沈瑞轻挑了挑眉道:“难得, 除了陆家之外竟也有旁的什么人叫陆兄上心了,那我便静等着陆兄的好消息了。”
他话虽是这么说着,但心中已经将中都内各家细数了个遍,揣度着陆思衡中意的究竟是谁。
他同陆思衡现下只能算是有些交情,连利益的共同体都算不上,他也懒得费出更多的心思来将两人的关系拉扯得更深。
他心中清楚,由着他费出多少心思,一旦触碰到了陆家的利益,他同陆思衡也早晚是要分道扬镳的,没有半点转圜的余地。
他钻研看了身侧正安安静静喝茶的江寻鹤,心中分辨出了点高低——远不如他而今养在府中的金丝雀更叫人欢喜些。
沈瑞目光微动,但面上却没显出什么多余情绪来,只是状若无意道:“这些时日陛下只怕要为你这件事愁死了,你倒是忍得下心晾着。”
不但是受了委屈的萧明锦,听闻太医已经一连开了几副败火安眠的方子了,可见心中是多犯愁了。
陆思衡轻笑道:“在旁人眼中大约陆家和於氏联姻在所难免,现下其中又搅合了个景王,陛下难免要伤神。”
“我虽不会同意联姻,但太容易得到的东西难免无趣,再晾着些时日,于世家、你我而言都是百利而无一害。”
景王的心思明帝并非不清楚,只有让他的担忧达到了阈值,才会越发能看清,只要景王的威胁还在一天,他就必须要仰仗世家的势力。
沈瑞弯了弯眼睛:“太狡诈。”
萧明锦紧张地在屋子中踱着步,恨不得没走两步就要往外张望一眼 ,生怕不能立刻瞧见门口处进来的人。
他已经在这晃了许久了,却始终都没瞧见一直等着的人,虽是秋天,但身上已经急得有些发汗了。
终于,安平从门外一路跑进来,冲进屋子的时候,已经连话都说不出了,萧明锦虽然心中焦急,但还是倒了茶叫他稳一稳再说。
安平呼哧呼哧地喘着气:“问……问到了。

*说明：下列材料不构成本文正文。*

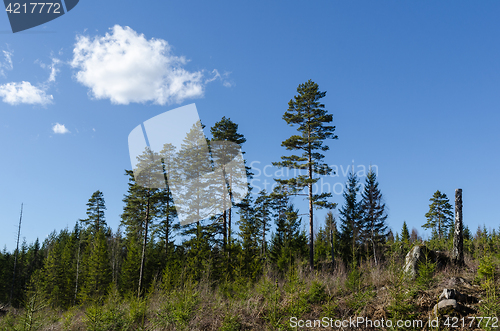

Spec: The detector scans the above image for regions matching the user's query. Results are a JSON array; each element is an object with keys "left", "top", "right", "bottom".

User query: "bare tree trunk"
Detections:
[
  {"left": 307, "top": 125, "right": 314, "bottom": 270},
  {"left": 451, "top": 188, "right": 464, "bottom": 267},
  {"left": 73, "top": 231, "right": 82, "bottom": 306},
  {"left": 9, "top": 203, "right": 23, "bottom": 304},
  {"left": 137, "top": 192, "right": 150, "bottom": 298}
]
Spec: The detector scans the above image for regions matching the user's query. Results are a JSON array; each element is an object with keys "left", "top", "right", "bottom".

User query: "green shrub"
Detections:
[
  {"left": 307, "top": 280, "right": 327, "bottom": 303},
  {"left": 477, "top": 255, "right": 495, "bottom": 281},
  {"left": 415, "top": 257, "right": 436, "bottom": 290},
  {"left": 345, "top": 263, "right": 363, "bottom": 292},
  {"left": 219, "top": 314, "right": 241, "bottom": 331}
]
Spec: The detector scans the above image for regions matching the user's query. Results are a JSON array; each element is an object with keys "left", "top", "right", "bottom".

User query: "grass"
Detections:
[{"left": 0, "top": 253, "right": 500, "bottom": 331}]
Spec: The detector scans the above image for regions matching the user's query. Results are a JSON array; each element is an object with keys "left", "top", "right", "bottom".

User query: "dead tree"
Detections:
[{"left": 451, "top": 188, "right": 464, "bottom": 267}]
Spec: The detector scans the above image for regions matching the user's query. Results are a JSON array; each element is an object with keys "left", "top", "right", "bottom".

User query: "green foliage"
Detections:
[
  {"left": 273, "top": 80, "right": 337, "bottom": 268},
  {"left": 339, "top": 171, "right": 361, "bottom": 265},
  {"left": 415, "top": 256, "right": 436, "bottom": 290},
  {"left": 360, "top": 167, "right": 387, "bottom": 264},
  {"left": 345, "top": 262, "right": 363, "bottom": 292},
  {"left": 307, "top": 280, "right": 327, "bottom": 303},
  {"left": 422, "top": 190, "right": 453, "bottom": 239},
  {"left": 387, "top": 256, "right": 416, "bottom": 325},
  {"left": 156, "top": 283, "right": 199, "bottom": 329},
  {"left": 219, "top": 314, "right": 241, "bottom": 331},
  {"left": 477, "top": 254, "right": 496, "bottom": 282},
  {"left": 479, "top": 279, "right": 500, "bottom": 322},
  {"left": 401, "top": 221, "right": 410, "bottom": 252},
  {"left": 347, "top": 287, "right": 376, "bottom": 314}
]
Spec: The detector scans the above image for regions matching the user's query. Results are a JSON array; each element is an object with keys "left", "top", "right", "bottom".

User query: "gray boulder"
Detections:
[
  {"left": 404, "top": 245, "right": 449, "bottom": 278},
  {"left": 434, "top": 299, "right": 461, "bottom": 316}
]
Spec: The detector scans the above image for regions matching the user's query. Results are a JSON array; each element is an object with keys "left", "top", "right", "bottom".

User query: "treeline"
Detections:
[{"left": 0, "top": 81, "right": 500, "bottom": 308}]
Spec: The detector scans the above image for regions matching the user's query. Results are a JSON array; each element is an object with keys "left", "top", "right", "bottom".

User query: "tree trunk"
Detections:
[
  {"left": 137, "top": 192, "right": 150, "bottom": 298},
  {"left": 452, "top": 188, "right": 464, "bottom": 267}
]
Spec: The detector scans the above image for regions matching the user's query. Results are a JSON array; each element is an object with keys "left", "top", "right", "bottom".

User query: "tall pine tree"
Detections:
[{"left": 273, "top": 80, "right": 337, "bottom": 269}]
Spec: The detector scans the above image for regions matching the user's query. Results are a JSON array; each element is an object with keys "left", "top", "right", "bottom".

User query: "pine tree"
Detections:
[
  {"left": 82, "top": 190, "right": 106, "bottom": 234},
  {"left": 361, "top": 167, "right": 387, "bottom": 265},
  {"left": 422, "top": 190, "right": 453, "bottom": 239},
  {"left": 154, "top": 144, "right": 179, "bottom": 268},
  {"left": 339, "top": 170, "right": 361, "bottom": 265},
  {"left": 325, "top": 211, "right": 338, "bottom": 267},
  {"left": 273, "top": 80, "right": 337, "bottom": 269},
  {"left": 269, "top": 186, "right": 307, "bottom": 271},
  {"left": 238, "top": 194, "right": 262, "bottom": 279},
  {"left": 176, "top": 121, "right": 218, "bottom": 280},
  {"left": 121, "top": 158, "right": 160, "bottom": 296},
  {"left": 401, "top": 221, "right": 410, "bottom": 252}
]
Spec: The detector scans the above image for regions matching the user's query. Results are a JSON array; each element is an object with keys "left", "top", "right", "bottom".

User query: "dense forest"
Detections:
[{"left": 0, "top": 80, "right": 500, "bottom": 330}]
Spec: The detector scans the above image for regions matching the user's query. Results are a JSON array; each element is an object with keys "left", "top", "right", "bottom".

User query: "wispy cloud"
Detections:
[
  {"left": 205, "top": 69, "right": 234, "bottom": 87},
  {"left": 0, "top": 81, "right": 53, "bottom": 106},
  {"left": 52, "top": 123, "right": 69, "bottom": 134},
  {"left": 71, "top": 25, "right": 220, "bottom": 105}
]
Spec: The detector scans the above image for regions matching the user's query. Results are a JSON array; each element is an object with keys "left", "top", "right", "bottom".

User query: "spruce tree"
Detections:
[
  {"left": 339, "top": 170, "right": 361, "bottom": 265},
  {"left": 255, "top": 190, "right": 271, "bottom": 259},
  {"left": 422, "top": 190, "right": 453, "bottom": 239},
  {"left": 82, "top": 228, "right": 112, "bottom": 301},
  {"left": 273, "top": 80, "right": 337, "bottom": 269},
  {"left": 210, "top": 116, "right": 246, "bottom": 249},
  {"left": 82, "top": 190, "right": 106, "bottom": 234},
  {"left": 361, "top": 167, "right": 387, "bottom": 265},
  {"left": 401, "top": 221, "right": 410, "bottom": 254}
]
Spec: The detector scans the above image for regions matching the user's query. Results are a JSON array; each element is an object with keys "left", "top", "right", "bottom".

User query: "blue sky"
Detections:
[{"left": 0, "top": 0, "right": 500, "bottom": 249}]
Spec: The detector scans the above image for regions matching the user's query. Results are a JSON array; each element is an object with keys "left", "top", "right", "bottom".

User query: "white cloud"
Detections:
[
  {"left": 71, "top": 25, "right": 207, "bottom": 105},
  {"left": 0, "top": 81, "right": 53, "bottom": 105},
  {"left": 0, "top": 51, "right": 14, "bottom": 77},
  {"left": 52, "top": 123, "right": 69, "bottom": 134},
  {"left": 48, "top": 57, "right": 61, "bottom": 82},
  {"left": 205, "top": 69, "right": 233, "bottom": 87},
  {"left": 35, "top": 57, "right": 61, "bottom": 83}
]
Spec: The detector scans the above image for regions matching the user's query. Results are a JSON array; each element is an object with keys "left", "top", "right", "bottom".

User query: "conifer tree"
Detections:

”
自从萧明锦得知了冷亭居士出现在中都城郊后,便命安平去问,只可惜那两个小太监原本对这件事也不上心,直到萧明锦差人去去问了,才急慌慌地打探消息去。
耽搁了好久,才终于闻着点味儿。
“据说是在云山上出现的,此次到中都来是来求医问药的。”
萧明锦一把握住了安平的小臂,惊喜道:“当真?”
冷亭居士这么多年云游在外,也不是完全没被人寻到踪迹,不然着消息也就不会传到他耳朵里了,只是就算将人逮到了,但除了继续云游外别无所求,任凭你怎么抓耳挠腮地着急,就是留不住人。
可倘若他此次来是求医问药的,那萧明锦便有了将人留下的可能,不管是要医治谁,他都可命太医去瞧瞧。
他完全没有想到,自己竟然会因祸得福到这般田地,喜上心头,他当即便起身道:“孤要即刻出宫!”
“殿下,且先等等。”
安平及时地拦住了他,轻声解释道:“就算打探到了消息,也未必便是真的,若是假的便也罢了,无非耗费些力气,可若是有奸人从中作梗,只怕殿下要陷入险境啊。”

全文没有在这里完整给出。